Investigators working for the UN's top human rights body said today that top Myanmar military leaders should be prosecuted for genocide against Rohingya Muslims.
The call, accompanying a first report by the investigators, amounts to some of the strongest language yet from UN officials who have denounced alleged human rights violations in Myanmar since a bloody crackdown began last August.
The three-member "fact-finding mission" working under a mandate from the UN-backed Human Rights Council meticulously assembled hundreds of accounts by expatriate Rohingya, satellite footage and other information to assemble the report.
The UN-backed Human Rights Council created the mission six months before a rebel attack on security posts set off the crackdown that drove hundreds of thousands of Rohingya fleeing to neighbouring Bangladesh.
Through hundreds of interviews with expatriate Rohingya and use of satellite footage, the team compiled accounts of crimes including gang rape, the torching of hundreds of villages, enslavement, and killings of children some before their eyes of their own parents.
The team was not granted access to Myanmar and has decried a lack of cooperation or even response from the government, which received an early copy of the report.

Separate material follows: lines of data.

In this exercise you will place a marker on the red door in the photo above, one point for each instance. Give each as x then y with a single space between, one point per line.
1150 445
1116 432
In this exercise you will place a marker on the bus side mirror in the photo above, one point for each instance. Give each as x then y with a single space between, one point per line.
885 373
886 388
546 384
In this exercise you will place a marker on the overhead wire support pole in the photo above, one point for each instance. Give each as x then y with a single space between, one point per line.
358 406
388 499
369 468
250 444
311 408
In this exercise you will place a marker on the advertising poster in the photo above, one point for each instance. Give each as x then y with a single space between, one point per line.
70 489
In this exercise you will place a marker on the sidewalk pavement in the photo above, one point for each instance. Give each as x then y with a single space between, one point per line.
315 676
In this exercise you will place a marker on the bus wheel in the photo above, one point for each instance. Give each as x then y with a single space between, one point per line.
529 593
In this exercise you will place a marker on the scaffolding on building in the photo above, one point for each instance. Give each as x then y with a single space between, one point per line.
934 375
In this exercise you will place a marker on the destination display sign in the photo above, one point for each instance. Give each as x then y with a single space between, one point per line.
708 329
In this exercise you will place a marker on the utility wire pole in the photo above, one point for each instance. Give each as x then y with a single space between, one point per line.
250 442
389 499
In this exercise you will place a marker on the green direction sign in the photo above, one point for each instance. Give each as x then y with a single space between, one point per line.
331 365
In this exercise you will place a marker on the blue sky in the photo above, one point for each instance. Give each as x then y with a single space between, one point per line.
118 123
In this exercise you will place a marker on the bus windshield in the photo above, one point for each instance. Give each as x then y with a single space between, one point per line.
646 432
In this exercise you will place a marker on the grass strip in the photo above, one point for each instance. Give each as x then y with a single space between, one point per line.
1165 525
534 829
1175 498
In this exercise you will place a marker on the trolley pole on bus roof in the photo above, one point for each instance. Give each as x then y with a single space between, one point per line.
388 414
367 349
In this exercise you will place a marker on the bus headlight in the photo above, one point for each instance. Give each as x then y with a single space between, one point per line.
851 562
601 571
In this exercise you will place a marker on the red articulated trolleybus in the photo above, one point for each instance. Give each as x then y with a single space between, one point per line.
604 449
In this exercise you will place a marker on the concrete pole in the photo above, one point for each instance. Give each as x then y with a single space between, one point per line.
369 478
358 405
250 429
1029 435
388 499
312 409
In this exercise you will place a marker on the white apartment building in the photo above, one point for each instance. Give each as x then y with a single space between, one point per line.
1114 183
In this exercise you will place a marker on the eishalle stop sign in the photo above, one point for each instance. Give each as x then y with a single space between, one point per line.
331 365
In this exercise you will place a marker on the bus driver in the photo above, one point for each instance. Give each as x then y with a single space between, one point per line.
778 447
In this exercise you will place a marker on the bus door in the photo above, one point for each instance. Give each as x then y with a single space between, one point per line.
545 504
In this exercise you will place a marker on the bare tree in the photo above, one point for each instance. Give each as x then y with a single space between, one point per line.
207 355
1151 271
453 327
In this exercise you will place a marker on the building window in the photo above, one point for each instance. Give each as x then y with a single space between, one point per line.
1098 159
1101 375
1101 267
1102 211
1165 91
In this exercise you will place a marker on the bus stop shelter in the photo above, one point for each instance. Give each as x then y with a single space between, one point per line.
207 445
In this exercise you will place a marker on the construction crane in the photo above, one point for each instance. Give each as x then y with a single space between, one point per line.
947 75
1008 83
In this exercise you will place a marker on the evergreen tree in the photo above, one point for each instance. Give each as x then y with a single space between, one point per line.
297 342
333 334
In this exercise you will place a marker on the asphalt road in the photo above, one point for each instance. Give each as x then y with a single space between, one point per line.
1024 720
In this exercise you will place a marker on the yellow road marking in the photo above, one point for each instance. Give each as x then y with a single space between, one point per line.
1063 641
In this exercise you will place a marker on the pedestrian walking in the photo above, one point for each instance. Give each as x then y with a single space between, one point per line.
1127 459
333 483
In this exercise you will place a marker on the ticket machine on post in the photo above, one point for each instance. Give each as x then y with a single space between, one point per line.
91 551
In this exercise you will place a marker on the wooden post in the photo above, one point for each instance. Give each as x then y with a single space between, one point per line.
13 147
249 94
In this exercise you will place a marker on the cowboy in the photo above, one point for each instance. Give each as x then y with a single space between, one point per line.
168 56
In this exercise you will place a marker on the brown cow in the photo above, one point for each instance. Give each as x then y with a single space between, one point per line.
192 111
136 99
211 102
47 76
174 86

The team cited a "conservative" estimate that some 10,000 people were killed in the violence, but outside investigators have had no access to the affected regions making a precise accounting elusive, if not impossible.
Above all, the investigators said the situation in Myanmar should be referred to the International Criminal Court, and if not, to a special tribunal. Last week, Myanmar's government rejected any cooperation with the ICC, to which it is not a party. China, a permanent member of the UN Security Council with veto power over whether the issue will be brought before the ICC, has been reticent about condemning Myanmar's government during the crisis.
UN officials and human rights watchers have for months pointed to evidence of genocide in Myanmar, and the United States late last year said that "ethnic cleansing" was occurring in Myanmar. But few experts have studied the issue as in-depth and in such an official way as the fact-finding team, with a mandate from a body that has Myanmar's approval: The country is among the 47 members of the Human Rights Council.
The United Nations does not apply the word "genocide" lightly. The fact-finding team's assessment suggests the crimes against the Rohingya could meet the strict legal definition which was last met over crimes in Bosnia and Rwanda nearly a quarter-century ago.
Human rights watchers say determining "genocidal intent" is perhaps the most difficult criteria to meet: In essence, it's the task of assessing the mindsets of perpetrators to determine if ethnicity, race, religion or another attribute had motivated them.
"The crimes in Rakhine state, and the manner in which they were perpetrated, are similar in nature, gravity and scope to those that have allowed genocidal intent to be established in other contexts," the report said, alluding to a region of Myanmar that is home for many Rohingya.
Adding into their assessment: The extreme brutality of the crimes; "hate rhetoric" and specific speech by perpetrators and military commanders; policies of exclusion against Rohingya people; an "oppressive context;" and the "level of organization indicating a plan for destruction."